As Brazil’s economy grows, so do opportunities for entrepreneurs. The country currently has around 6.3 million small- and medium-sized enterprises (SMEs). Brazil’s National Development Bank classifies these businesses as companies with annual operational revenue of $38 million or less. To kick off the 2014 Latin American Cities Conferences: São Paulo blog, AS/COA Online takes a look at facts and trends for Brazilian SMEs.
1. SMEs contribute to 20 percent of Brazil’s GDP.
According to the Brazilian Institute of Geography and Statistics, SMEs are responsible for 20 percent of the country’s GDP. And it’s not just the expanding economy that has boosted these businesses. A law passed in 2006 to benefit these types of companies helped create the “individual micro entrepreneur” by allowing businesses that make up to $25,000 a year to become formalized. Also, improvements in education helped foment small businesses: around 60 percent of new enterprises opened in 2012 were headed by people who finished high school.
2. Over 50 percent of Brazil’s formal jobs are in SMEs.
The country has more than 6 million small- and medium-sized enterprises, representing 52 percent of Brazil’s formal jobs. In January 2014 alone, SMEs created 47,700 new jobs in Brazil, according to the Brazilian Service of Support for Micro and Small Enterprises.
3. More women are starting SMEs.
Between 2002 and 2012, the number of women starting SMEs in Brazil grew by 18 percent. In the last three years, 52 percent of SMEs were headed by women. Women represent around 48 percent of those who open franchises in Brazil, says a 2014 Rizzo Franchise report. Last year, nearly 500,000 women applied to buy a franchise branch, while women’s participation in the franchise sector grew by 6.9 percent.

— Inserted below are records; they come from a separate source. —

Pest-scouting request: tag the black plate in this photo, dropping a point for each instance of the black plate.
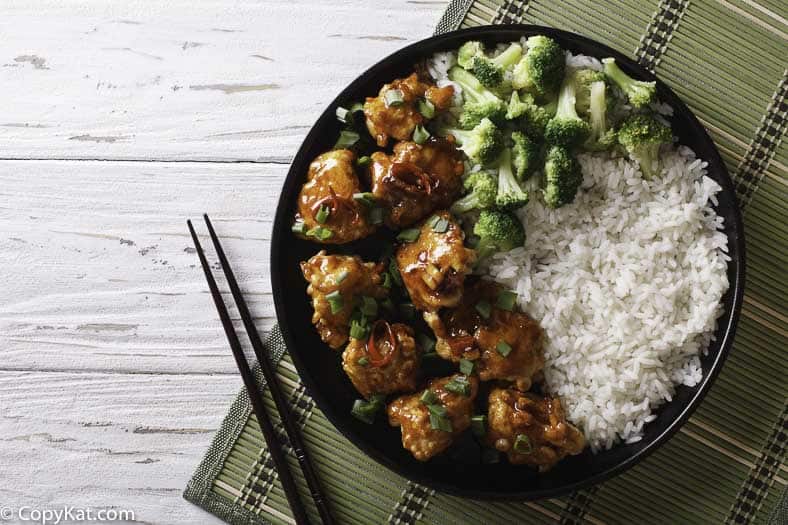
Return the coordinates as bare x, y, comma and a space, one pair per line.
459, 471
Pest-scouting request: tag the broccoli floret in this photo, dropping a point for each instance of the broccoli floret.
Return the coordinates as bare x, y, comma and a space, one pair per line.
490, 71
583, 79
542, 67
482, 189
498, 232
510, 195
562, 177
482, 144
642, 135
468, 51
525, 155
566, 128
639, 92
601, 138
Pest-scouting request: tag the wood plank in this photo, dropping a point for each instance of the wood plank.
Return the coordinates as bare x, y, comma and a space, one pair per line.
171, 80
108, 440
99, 272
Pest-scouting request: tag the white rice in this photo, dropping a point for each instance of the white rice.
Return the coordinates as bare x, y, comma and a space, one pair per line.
626, 282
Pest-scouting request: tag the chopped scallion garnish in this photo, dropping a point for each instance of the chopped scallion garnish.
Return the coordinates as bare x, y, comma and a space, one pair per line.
467, 366
522, 445
335, 301
394, 98
479, 425
409, 235
322, 214
347, 138
484, 309
369, 306
420, 134
506, 300
503, 348
426, 108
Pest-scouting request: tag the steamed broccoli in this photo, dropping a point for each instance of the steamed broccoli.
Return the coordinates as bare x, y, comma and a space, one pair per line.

4. In Brazil, technology has a growing role in SMEs.
According to a 2013 Deloitte report, 29 percent of the 250 fastest-growing Brazilian SMEs focus on information technology and the internet. Plus, a 2013 Boston Consulting Group study found that Brazilian SMEs that adopt new technologies grew their revenue 16 percent more than their counterparts and generated 11 percent more jobs.
In a bid to spur more tech startups, the federal government launched the Start-Up Brasil program last year. The program partners with Brazilian accelerators and invests in tech startups, as well as providing training and support.
5. Entrepreneurship is a growing career choice, rather than a necessity.
A 2013 Global Entrepreneurship Monitor survey found that having a business is the third most common wish among Brazilians after the desire to own a house and to travel. More than 80 percent believes opening a company is a desirable career path. Around 71 percent of entrepreneurs said they started their business based on the opportunity, rather than necessity. This represents a change from 2002, when 58 percent of entrepreneurs began an enterprise out of need. “Brazil has been known as a very entrepreneurial country, but for what we call ‘necessity entrepreneurship,’” Start-Up Brasil COO Felipe Matos told AS/COA Online last year. “This has been changing in the last few years to what I call ‘opportunity entrepreneurship.’”
6. São Paulo has the largest share of fastest growing SMEs.
São Paulo is home to 40 percent of entrepreneurs who head the fastest growing SMEs in the country. The Brazilian Southeast (Espirito Santo, Minas Gerais, Rio de Janeiro, and São Paulo) is home to 57 percent of the 250 fastest growing SMEs. These businesses grew an average of 25 percent between 2010 and 2012.